The gardens are winding down for the most part. Tomatoes are still filling basket after basket but that is as it should be now. The big surprise is our Broccoli, which has been incredibly prolific through this hottest of hot summers. I have never kept it in this long. I threw in a different varietal this spring called Heirloom Waltham. The plants, 14 of them, grew huge, happy and leafy but delayed the formation of their heads to a point where it looked as though they were suffering from an over feeding of Nitrogen, not the case because we garden 100% organically and with fresh compost this doesn’t happen. The first compact heads arrived looking much smaller than usual and we harvested with not a little disappointment. At that point usually I will let a few weeks more of tender secondary stalks develop before taking out the plants altogether. But for some reason I left them longer and these massive plants have been pushing up quarts of shoots for the entire summer now. And with the cooler weather returning again they have had a robust second wind, and we are piling up the harvests.
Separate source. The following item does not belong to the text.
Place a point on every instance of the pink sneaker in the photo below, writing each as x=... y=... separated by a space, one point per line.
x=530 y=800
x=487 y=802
Fall Raspberries on our Everbearering shrubs are coming ripe now- sweeter and plumper than the midseason harvest. We have six big bushes and they are prolific- they produce far more than we can eat or give away. What we can’t use fresh Erin will freeze but believe me there are a lot of ways to eat them fresh, on cereal of course (in fact I will walk out with my bowl in a few minutes), pancakes, muffins, fresh in cream, on ice cream, on salads…the list is as long as your imagination. Frozen, they can be brought out as a lovely sauce for pork or venison or my favorite dessert, Erin’s “Sophila”. The recipe was adapted by her from one given by a friend of Puerto Rican decent though am not sure from where this comes at all. A “Sophila” is basically a fried fruit turnover. They are addictive, especially when served hot over ice cream. Here is her basic recipe- try this with the best fresh summer fruit fillings like cherry, peach or raspberry below:
Make the filling. Use a couple of cups fresh or frozen raspberries. Add a lot of sugar, maybe as much as a cup, and then taste. Frozen raspberries and some fruits can still be a little tart. You want it sweet and for a little complexity, use some honey to round it out. Just don’t use all honey because you need thickener. Let that mixture sit.
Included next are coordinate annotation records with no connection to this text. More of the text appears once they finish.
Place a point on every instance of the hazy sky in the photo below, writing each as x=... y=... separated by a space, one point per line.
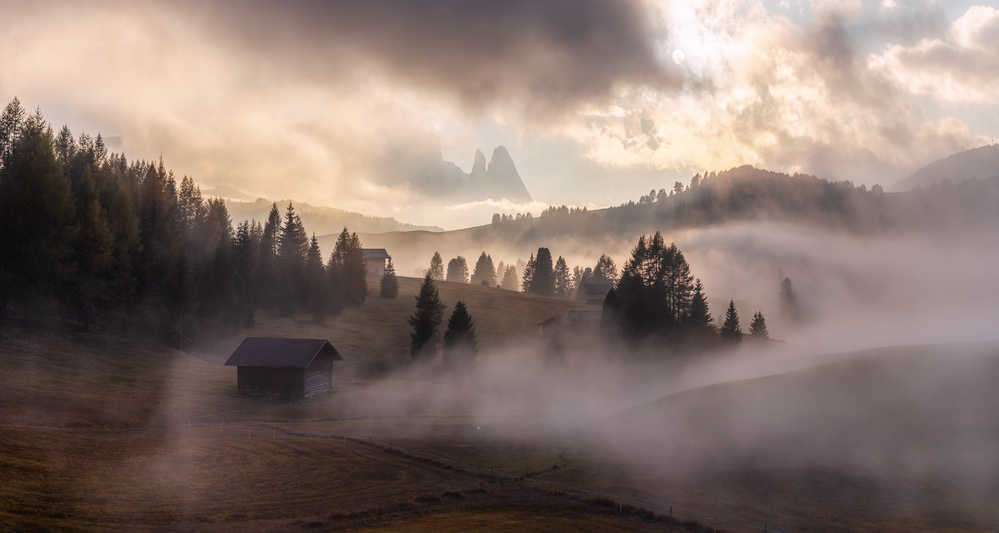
x=307 y=99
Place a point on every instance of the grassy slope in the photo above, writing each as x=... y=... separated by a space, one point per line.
x=92 y=437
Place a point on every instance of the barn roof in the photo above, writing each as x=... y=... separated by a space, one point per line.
x=278 y=352
x=375 y=253
x=585 y=315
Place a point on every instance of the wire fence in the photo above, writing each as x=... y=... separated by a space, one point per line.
x=245 y=427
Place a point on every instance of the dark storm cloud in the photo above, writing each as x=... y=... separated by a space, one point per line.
x=546 y=56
Take a medium store bought flour tortilla and lay on a work surface. Scoop two or three tablespoons of the fruit, (letting extra juice drain) out onto the center of the tortilla and then fold into a neat package, essentially up from each side. Tie each package with thread.
Heat up canola oil in good Dutch oven and when ready to fry, gently place each bundle, one at a time to fry until golden brown, flipping once. They should be crispy on the outside and hot in the middle. Serve them on a plate in a drizzle of good melted chocolate or of course, over ice cream. They are TO DIE FOR!!
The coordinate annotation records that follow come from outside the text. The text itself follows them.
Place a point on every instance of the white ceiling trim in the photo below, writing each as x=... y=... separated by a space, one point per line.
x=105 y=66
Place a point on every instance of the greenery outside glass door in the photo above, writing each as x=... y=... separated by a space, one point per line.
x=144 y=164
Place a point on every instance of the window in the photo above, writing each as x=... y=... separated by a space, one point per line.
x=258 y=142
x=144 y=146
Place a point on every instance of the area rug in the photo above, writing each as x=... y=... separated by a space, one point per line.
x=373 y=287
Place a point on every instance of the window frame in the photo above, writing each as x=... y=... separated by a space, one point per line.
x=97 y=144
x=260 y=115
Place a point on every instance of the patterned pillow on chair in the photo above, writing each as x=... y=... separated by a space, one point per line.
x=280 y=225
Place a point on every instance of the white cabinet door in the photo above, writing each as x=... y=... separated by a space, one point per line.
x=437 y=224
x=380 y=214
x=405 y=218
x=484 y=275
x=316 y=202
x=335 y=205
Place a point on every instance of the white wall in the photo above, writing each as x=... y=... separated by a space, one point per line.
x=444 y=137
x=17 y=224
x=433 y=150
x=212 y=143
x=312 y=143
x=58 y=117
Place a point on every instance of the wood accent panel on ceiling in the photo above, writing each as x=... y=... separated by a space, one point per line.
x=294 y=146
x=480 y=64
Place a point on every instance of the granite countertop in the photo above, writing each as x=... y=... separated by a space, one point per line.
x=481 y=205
And speaking of fruit, we have just harvested the last of our spectacular cantaloupes. To sit here and extol their virtues and superiority over anything bought from the store is an understatement. They are simply exquisite, ambrosial. Cutting them crosswise reveals a firm marigold flesh and almost floral bouquet…an assault of the senses- and that’s all before you put them in your mouth. Which I have not had much opportunity to do lately because they vanish as soon as I bring them in and set them on our counter. You see, my lovely Erin has developed a pregnancy fueled fetish for these delightful orbs and arises like some fruit loving vampire throughout the night to lap their nectar with Baby Peach, who undoubtedly shares her fervor from within.
Ah well, I will just have to grow more next year.
And speaking of Baby Peach, it looks like we will be inducing labor this Friday. More to come!